しかし2004年になると「プレス成形金型を設計してくれる新しいソフトウェアが発売された」と上司から告げられたのです。当初は「何年もかけて学んだスキルがすべて無駄になる」と感じた同僚もいましたが、このソフトウェアは、これまでの金型製造のノウハウを置き換えるものではなく、むしろその経験値を活かしながらプロトタイプを作成するものだということに、すぐに気付きました。

 初めてこのAutoFormソフトウェアのワークショップに参加したとき、6名の受講者の中で私が最年少でした。金型設計で有限要素解析(FEA)を扱うのは、一時的な流行りでしかないとみな固く信じていました。しかしワークショップの受講後、間もなく私は金型設計をデジタルで扱うようになっていました。短時間でこのソフトウェアを使いこなせるようになり、設計者が作成した設計図が実際には機能しないことを突き止めた場合は、それを相手の気分を害さないように伝える方法も学びました。設定されたパラメータをデジタルに実行すると、実際に生じうる不具合を簡単に特定できるのです。数年間は設計者との間で「一進一退」が続きましたが、当初の抵抗感はいつしか受け入れられ、信頼へと変化しました。

 その当時、私は英国のコベントリーで金型製作者として勤務していました。配属先のCADルームは金型工場の上にあったので、実際に金型でプレス生産を行うオペレータがシミュレーションしたプロセスに違和感を抱いていないかを確認しに行くことで、信頼関係を築いていきました。私はCNCのプログラミングにも携わっていたので、鋳造工程を除くすべての初期の金型開発に関わっていました。

 2008年、業界が破綻の危機に追い込まれ、私を含む熟練の金型製作者たちが解雇されたのです。私たちは収入を得るために、電気技師や建設業の補助的な肉体労働を強いられました。しかしわずか6週間後、私たちは再び雇用されることになりました。この経験から「会社がこの先また従業員を解雇するのであれば、いっそのこと会社から独立して仕事を請負う方がいんじゃないだろうか」と思い立ちました。そうすれば雇用の安定性は変わらぬまま、収入は増加します。これまでTire1サプライヤーに勤務していましたが、辞表を提出し、大手OEM企業との契約を試みました。そして現在の会社に請負業者として採用されることとなったのです。新たな契約で同じ仕事を請け負い、フィージビリティ全般の検討と金型形状の開発を担当しました。

 後に中国のOEM企業と契約を結んだ際にも、常にアンテナを張り巡らせていました。フィージビリティの検討中に形状を変更したり、仕様をアップグレードする際には、パッケージングや電気系など、プロジェクトを構成しているさまざまなチームへの影響を考慮しなければなりませんでした。ホワイトボディで対応すべき不具合だけでなく、他の部門が行った修正についても調整しなければならず、すべて初めての経験ばかりでした。また、量産用の金型を初めて扱ったのもこのときでした。経験豊富なプランナーと一緒にコンセプト工程を作成していたので、些細な修正であっても、金型全体のコストにどれだけ影響するかをすぐに理解することができました。
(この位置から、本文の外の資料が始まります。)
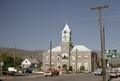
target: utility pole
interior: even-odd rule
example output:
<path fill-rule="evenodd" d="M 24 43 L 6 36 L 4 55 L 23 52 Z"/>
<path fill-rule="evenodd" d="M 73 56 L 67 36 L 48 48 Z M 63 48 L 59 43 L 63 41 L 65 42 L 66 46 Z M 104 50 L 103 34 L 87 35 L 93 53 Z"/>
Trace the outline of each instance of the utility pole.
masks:
<path fill-rule="evenodd" d="M 50 69 L 51 69 L 51 57 L 52 57 L 52 41 L 50 41 Z"/>
<path fill-rule="evenodd" d="M 70 52 L 70 44 L 69 44 L 69 52 L 68 52 L 68 54 L 69 54 L 69 57 L 68 57 L 68 70 L 70 71 L 70 58 L 71 58 L 71 52 Z"/>
<path fill-rule="evenodd" d="M 106 59 L 104 57 L 104 50 L 105 50 L 105 30 L 104 30 L 103 20 L 102 20 L 102 10 L 104 8 L 108 8 L 108 5 L 96 6 L 96 7 L 91 8 L 91 9 L 92 10 L 97 10 L 98 13 L 99 13 L 98 22 L 99 22 L 99 25 L 100 25 L 102 79 L 103 79 L 103 81 L 106 81 Z"/>
<path fill-rule="evenodd" d="M 14 48 L 14 67 L 16 68 L 16 44 Z"/>
<path fill-rule="evenodd" d="M 78 67 L 78 50 L 76 49 L 76 73 L 77 73 L 77 67 Z"/>

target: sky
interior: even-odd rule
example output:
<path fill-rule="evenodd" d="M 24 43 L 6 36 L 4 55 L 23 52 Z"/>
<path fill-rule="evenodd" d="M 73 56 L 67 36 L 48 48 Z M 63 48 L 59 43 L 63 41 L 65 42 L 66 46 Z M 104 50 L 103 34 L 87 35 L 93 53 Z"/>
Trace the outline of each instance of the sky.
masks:
<path fill-rule="evenodd" d="M 61 44 L 67 23 L 74 45 L 100 49 L 97 5 L 102 12 L 106 49 L 120 50 L 120 0 L 0 0 L 0 47 L 46 50 Z"/>

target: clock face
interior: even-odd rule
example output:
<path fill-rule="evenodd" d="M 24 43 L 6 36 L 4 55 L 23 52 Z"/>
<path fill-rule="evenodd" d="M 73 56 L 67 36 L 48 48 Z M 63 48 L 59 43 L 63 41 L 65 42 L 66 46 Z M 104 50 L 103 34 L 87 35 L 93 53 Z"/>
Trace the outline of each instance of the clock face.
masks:
<path fill-rule="evenodd" d="M 64 34 L 66 34 L 67 33 L 67 31 L 64 31 Z"/>

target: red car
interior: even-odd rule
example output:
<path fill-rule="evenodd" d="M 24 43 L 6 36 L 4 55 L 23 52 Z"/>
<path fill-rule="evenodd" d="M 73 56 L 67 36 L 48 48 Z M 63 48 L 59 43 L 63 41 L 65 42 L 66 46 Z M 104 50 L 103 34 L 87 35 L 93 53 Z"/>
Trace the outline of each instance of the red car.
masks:
<path fill-rule="evenodd" d="M 47 77 L 47 76 L 58 76 L 59 75 L 59 71 L 56 70 L 56 69 L 47 69 L 45 72 L 44 72 L 44 76 Z"/>

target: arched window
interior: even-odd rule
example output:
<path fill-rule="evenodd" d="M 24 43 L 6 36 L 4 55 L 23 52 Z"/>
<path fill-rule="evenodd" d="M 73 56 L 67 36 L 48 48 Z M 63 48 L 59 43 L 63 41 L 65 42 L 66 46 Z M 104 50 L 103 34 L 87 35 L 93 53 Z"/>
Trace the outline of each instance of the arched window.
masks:
<path fill-rule="evenodd" d="M 60 60 L 60 56 L 57 57 L 57 60 L 58 60 L 58 61 Z"/>
<path fill-rule="evenodd" d="M 67 53 L 62 54 L 62 59 L 67 60 L 68 59 L 68 54 Z"/>

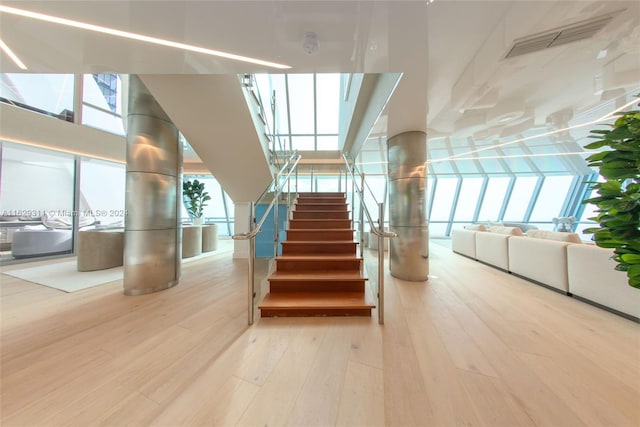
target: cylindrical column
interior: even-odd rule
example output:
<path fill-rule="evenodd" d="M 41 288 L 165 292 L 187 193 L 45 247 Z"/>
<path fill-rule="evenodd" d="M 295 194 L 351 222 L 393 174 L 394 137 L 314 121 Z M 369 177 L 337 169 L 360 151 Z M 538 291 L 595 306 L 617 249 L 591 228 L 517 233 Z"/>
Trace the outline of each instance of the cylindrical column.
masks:
<path fill-rule="evenodd" d="M 182 144 L 178 129 L 136 75 L 129 77 L 124 293 L 180 281 Z"/>
<path fill-rule="evenodd" d="M 427 135 L 411 131 L 387 141 L 389 158 L 389 270 L 403 280 L 424 281 L 429 276 L 427 228 Z"/>

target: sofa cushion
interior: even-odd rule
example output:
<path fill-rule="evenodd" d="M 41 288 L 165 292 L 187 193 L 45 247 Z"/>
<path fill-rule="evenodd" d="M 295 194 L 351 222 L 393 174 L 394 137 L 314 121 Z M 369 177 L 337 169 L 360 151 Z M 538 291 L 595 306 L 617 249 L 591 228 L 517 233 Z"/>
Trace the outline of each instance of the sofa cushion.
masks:
<path fill-rule="evenodd" d="M 509 269 L 509 234 L 476 232 L 476 258 L 503 270 Z"/>
<path fill-rule="evenodd" d="M 470 231 L 487 231 L 487 226 L 484 224 L 467 224 L 464 226 L 464 229 Z"/>
<path fill-rule="evenodd" d="M 476 233 L 476 231 L 461 230 L 459 228 L 451 230 L 451 250 L 475 259 Z"/>
<path fill-rule="evenodd" d="M 560 231 L 529 230 L 527 231 L 527 237 L 532 237 L 534 239 L 558 240 L 560 242 L 569 243 L 582 243 L 580 236 L 576 233 L 564 233 Z"/>
<path fill-rule="evenodd" d="M 502 227 L 499 225 L 492 225 L 489 231 L 496 234 L 508 234 L 510 236 L 522 236 L 522 230 L 518 227 Z"/>
<path fill-rule="evenodd" d="M 571 244 L 524 236 L 510 237 L 509 271 L 568 292 L 567 246 Z"/>
<path fill-rule="evenodd" d="M 627 275 L 615 270 L 613 249 L 569 245 L 569 292 L 605 307 L 640 318 L 640 289 L 629 286 Z"/>

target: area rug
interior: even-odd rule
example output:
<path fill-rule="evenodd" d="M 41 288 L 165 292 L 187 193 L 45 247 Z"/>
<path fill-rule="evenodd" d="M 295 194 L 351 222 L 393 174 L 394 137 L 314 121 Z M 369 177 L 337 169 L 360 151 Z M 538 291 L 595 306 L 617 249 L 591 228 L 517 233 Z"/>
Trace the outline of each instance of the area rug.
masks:
<path fill-rule="evenodd" d="M 20 270 L 3 271 L 2 274 L 65 292 L 75 292 L 113 282 L 114 280 L 121 280 L 122 270 L 122 267 L 114 267 L 108 270 L 79 272 L 77 263 L 73 260 L 22 268 Z"/>
<path fill-rule="evenodd" d="M 222 252 L 230 251 L 232 248 L 233 243 L 222 241 L 218 250 L 191 258 L 185 258 L 182 260 L 182 263 L 187 264 L 212 255 L 219 255 Z M 114 267 L 108 270 L 79 272 L 77 270 L 76 260 L 74 259 L 73 261 L 57 264 L 47 264 L 37 267 L 21 268 L 19 270 L 3 271 L 2 274 L 65 292 L 76 292 L 93 286 L 104 285 L 115 280 L 122 280 L 123 267 Z"/>

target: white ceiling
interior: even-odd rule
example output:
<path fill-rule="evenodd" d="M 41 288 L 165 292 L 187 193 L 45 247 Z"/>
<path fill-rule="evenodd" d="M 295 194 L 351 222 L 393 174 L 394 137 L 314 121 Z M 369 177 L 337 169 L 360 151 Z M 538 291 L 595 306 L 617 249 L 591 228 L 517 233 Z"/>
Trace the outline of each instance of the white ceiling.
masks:
<path fill-rule="evenodd" d="M 426 96 L 429 136 L 492 137 L 542 126 L 640 87 L 638 1 L 3 1 L 105 27 L 292 66 L 287 72 L 403 72 Z M 588 40 L 504 59 L 513 41 L 617 12 Z M 305 32 L 319 49 L 302 49 Z M 0 14 L 0 37 L 29 72 L 282 72 Z M 2 54 L 0 71 L 20 70 Z M 406 88 L 405 88 L 406 92 Z M 420 94 L 421 95 L 421 94 Z M 406 99 L 406 101 L 404 101 Z M 410 105 L 423 103 L 427 105 Z M 399 106 L 394 105 L 395 109 Z M 501 122 L 507 115 L 519 117 Z M 382 117 L 375 132 L 392 133 Z M 418 129 L 419 130 L 419 129 Z"/>

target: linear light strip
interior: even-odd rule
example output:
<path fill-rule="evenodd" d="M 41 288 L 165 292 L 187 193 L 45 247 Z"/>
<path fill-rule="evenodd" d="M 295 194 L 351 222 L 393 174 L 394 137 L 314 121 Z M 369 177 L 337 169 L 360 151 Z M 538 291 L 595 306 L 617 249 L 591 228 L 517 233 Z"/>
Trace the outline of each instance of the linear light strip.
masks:
<path fill-rule="evenodd" d="M 157 37 L 146 36 L 144 34 L 136 34 L 128 31 L 116 30 L 114 28 L 102 27 L 100 25 L 88 24 L 86 22 L 74 21 L 72 19 L 60 18 L 57 16 L 46 15 L 44 13 L 32 12 L 29 10 L 17 9 L 0 5 L 0 12 L 10 13 L 12 15 L 23 16 L 25 18 L 37 19 L 39 21 L 51 22 L 54 24 L 65 25 L 67 27 L 80 28 L 83 30 L 93 31 L 96 33 L 109 34 L 112 36 L 122 37 L 125 39 L 138 40 L 161 46 L 173 47 L 176 49 L 187 50 L 190 52 L 203 53 L 205 55 L 218 56 L 221 58 L 233 59 L 235 61 L 249 62 L 252 64 L 265 65 L 267 67 L 286 69 L 291 68 L 289 65 L 278 64 L 276 62 L 263 61 L 261 59 L 251 58 L 248 56 L 236 55 L 233 53 L 222 52 L 219 50 L 208 49 L 190 44 L 174 42 L 171 40 L 160 39 Z"/>
<path fill-rule="evenodd" d="M 5 42 L 2 41 L 2 39 L 0 39 L 0 49 L 2 49 L 4 53 L 6 53 L 9 56 L 9 58 L 11 58 L 11 60 L 22 70 L 27 69 L 27 66 L 24 65 L 24 62 L 20 61 L 20 58 L 18 58 L 18 56 L 15 53 L 13 53 L 11 49 L 9 49 L 9 46 L 7 46 Z"/>

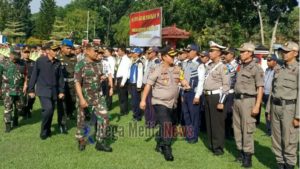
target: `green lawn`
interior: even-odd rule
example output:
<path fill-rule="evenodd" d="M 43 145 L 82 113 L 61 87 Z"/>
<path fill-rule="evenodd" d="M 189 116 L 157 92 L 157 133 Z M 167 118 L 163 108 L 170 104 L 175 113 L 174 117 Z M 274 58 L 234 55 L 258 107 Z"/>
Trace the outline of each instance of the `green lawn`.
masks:
<path fill-rule="evenodd" d="M 116 97 L 115 97 L 116 98 Z M 116 100 L 116 99 L 114 99 Z M 20 119 L 20 126 L 10 133 L 4 133 L 3 120 L 0 122 L 0 168 L 1 169 L 141 169 L 141 168 L 184 168 L 184 169 L 236 169 L 241 168 L 234 162 L 236 149 L 234 141 L 226 141 L 225 154 L 214 156 L 205 146 L 206 135 L 201 133 L 197 144 L 187 144 L 178 138 L 173 144 L 174 162 L 166 162 L 163 156 L 154 151 L 155 139 L 151 135 L 143 137 L 129 136 L 129 122 L 131 113 L 127 116 L 118 116 L 119 108 L 111 111 L 115 139 L 112 140 L 112 153 L 98 152 L 94 145 L 88 145 L 84 152 L 79 152 L 74 138 L 75 121 L 69 122 L 68 135 L 58 134 L 57 115 L 52 123 L 52 137 L 45 141 L 40 140 L 40 104 L 34 105 L 33 118 Z M 0 107 L 3 117 L 3 105 Z M 263 117 L 263 115 L 262 115 Z M 255 157 L 253 168 L 276 168 L 276 161 L 271 151 L 271 138 L 267 137 L 262 124 L 255 132 Z M 139 122 L 138 126 L 143 126 Z M 124 129 L 124 130 L 123 130 Z M 149 133 L 149 132 L 148 132 Z"/>

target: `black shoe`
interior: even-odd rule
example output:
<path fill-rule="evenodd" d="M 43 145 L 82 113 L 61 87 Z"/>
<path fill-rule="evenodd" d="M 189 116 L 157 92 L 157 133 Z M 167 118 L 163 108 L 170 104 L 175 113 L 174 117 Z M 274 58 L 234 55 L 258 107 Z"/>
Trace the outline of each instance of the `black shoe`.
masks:
<path fill-rule="evenodd" d="M 162 151 L 166 161 L 174 161 L 171 146 L 163 146 Z"/>
<path fill-rule="evenodd" d="M 285 169 L 284 164 L 282 163 L 277 163 L 278 169 Z"/>
<path fill-rule="evenodd" d="M 32 118 L 32 113 L 31 113 L 31 111 L 28 111 L 28 112 L 27 112 L 27 118 L 28 118 L 28 119 L 31 119 L 31 118 Z"/>
<path fill-rule="evenodd" d="M 112 152 L 112 148 L 108 144 L 104 143 L 104 141 L 97 142 L 95 148 L 98 151 Z"/>
<path fill-rule="evenodd" d="M 189 144 L 196 144 L 198 142 L 198 140 L 188 140 Z"/>
<path fill-rule="evenodd" d="M 14 117 L 14 119 L 13 119 L 13 126 L 14 127 L 18 127 L 19 126 L 18 117 Z"/>
<path fill-rule="evenodd" d="M 68 134 L 66 125 L 59 125 L 59 131 L 61 134 Z"/>
<path fill-rule="evenodd" d="M 86 143 L 84 140 L 79 140 L 78 141 L 78 149 L 79 151 L 84 151 L 85 150 L 85 146 L 86 146 Z"/>
<path fill-rule="evenodd" d="M 10 123 L 6 123 L 5 124 L 5 133 L 9 133 L 11 131 L 11 124 Z"/>
<path fill-rule="evenodd" d="M 224 151 L 221 148 L 217 148 L 217 149 L 214 150 L 214 155 L 215 156 L 220 156 L 220 155 L 223 155 L 223 154 L 224 154 Z"/>
<path fill-rule="evenodd" d="M 158 153 L 162 153 L 162 146 L 160 144 L 156 144 L 155 151 Z"/>
<path fill-rule="evenodd" d="M 244 168 L 252 167 L 252 154 L 251 153 L 244 153 L 242 167 L 244 167 Z"/>
<path fill-rule="evenodd" d="M 285 164 L 285 169 L 294 169 L 294 165 Z"/>
<path fill-rule="evenodd" d="M 235 161 L 236 162 L 242 162 L 244 159 L 244 151 L 243 150 L 240 150 L 238 156 L 235 158 Z"/>
<path fill-rule="evenodd" d="M 41 135 L 40 135 L 40 138 L 41 138 L 42 140 L 46 140 L 48 137 L 49 137 L 48 134 L 41 134 Z"/>

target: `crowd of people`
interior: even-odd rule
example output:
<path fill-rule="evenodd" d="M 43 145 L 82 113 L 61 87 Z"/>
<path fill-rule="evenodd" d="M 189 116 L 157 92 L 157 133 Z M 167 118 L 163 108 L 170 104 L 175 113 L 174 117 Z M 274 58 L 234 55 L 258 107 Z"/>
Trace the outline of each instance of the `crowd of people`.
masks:
<path fill-rule="evenodd" d="M 57 107 L 61 133 L 68 134 L 67 121 L 77 119 L 80 151 L 95 140 L 97 150 L 111 152 L 106 131 L 117 91 L 121 116 L 131 110 L 133 122 L 144 117 L 147 128 L 159 126 L 155 150 L 167 161 L 174 160 L 171 142 L 179 125 L 189 131 L 189 144 L 205 131 L 216 156 L 224 154 L 225 139 L 234 138 L 236 161 L 248 168 L 263 106 L 278 168 L 292 169 L 299 137 L 299 46 L 282 45 L 283 64 L 275 54 L 266 56 L 265 71 L 254 51 L 250 42 L 235 49 L 210 41 L 207 51 L 196 44 L 179 50 L 109 48 L 69 39 L 41 47 L 0 44 L 5 132 L 18 126 L 19 115 L 31 118 L 38 96 L 42 140 L 51 136 Z"/>

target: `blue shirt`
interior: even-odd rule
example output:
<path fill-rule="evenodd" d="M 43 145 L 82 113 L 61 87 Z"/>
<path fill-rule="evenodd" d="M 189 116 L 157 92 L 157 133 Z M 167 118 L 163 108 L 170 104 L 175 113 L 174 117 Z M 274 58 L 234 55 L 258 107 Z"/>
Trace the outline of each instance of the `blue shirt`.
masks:
<path fill-rule="evenodd" d="M 265 72 L 264 94 L 270 94 L 271 85 L 274 77 L 274 69 L 267 68 Z"/>

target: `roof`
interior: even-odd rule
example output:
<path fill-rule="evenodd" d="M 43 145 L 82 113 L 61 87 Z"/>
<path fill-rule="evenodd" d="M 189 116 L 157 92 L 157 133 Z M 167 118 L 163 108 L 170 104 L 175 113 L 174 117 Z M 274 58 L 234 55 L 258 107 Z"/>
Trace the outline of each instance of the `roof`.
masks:
<path fill-rule="evenodd" d="M 187 39 L 189 36 L 190 32 L 177 28 L 176 24 L 162 29 L 163 39 Z"/>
 近年は英国のEU脱退による余波を受ける一方、新型コロナウイルスが世界のOEMのボトルネックとなっています。これは金型製作者が大量解雇された2008年の再来となるのでしょうか? あるいはチャンスの到来となるのでしょうか?

 英国のEU脱退やコロナ禍への対応策として、私はコンサルティング会社を設立し、市場の変化に備えました。今後は多くの人々が仕事の確保に奔走する一方で、熟練の金型製造者たちはフリー・エージェントへと転身し、会社を立ち上げるのではないかと予想しています。チャンスは目前にあります。契約書や請求書に終われつつ、気難しい顧客や未知の状況にも対応しなければならず、これまで以上に仕事が増えるように思えるかもしれません。しかし適切な対人スキルさえあれば、チャンスの瞬間を捉えて利益に転じることができるのです。

 シミュレーション・ソフトウェアのコストが、金型製造の専門家にとって特殊な市場ギャップを生み出していることが明らかになってきました。これは、シミュレーション・サービスを必要とするサプライヤー、またはプロジェクトを完了するために1年のうち数ヶ月だけシミュレーション・ソフトウェアを必要とするサプライヤーにとって、ライセンスの価格が高額すぎるようになってきていることが原因です。さらに、FEAシミュレーションを専任で扱う担当者を正社員として雇用するコストもあります。従業員がトレーニングを受けてソフトウェアを使いこなせるようになる頃には、私ならすでに仕事を終えているでしょう。このような理由から、このポスト・コロナ時代には、外注のシミュレーション・サービスが活躍する「ブルー・オーシャン」の状態が形成されつつあります。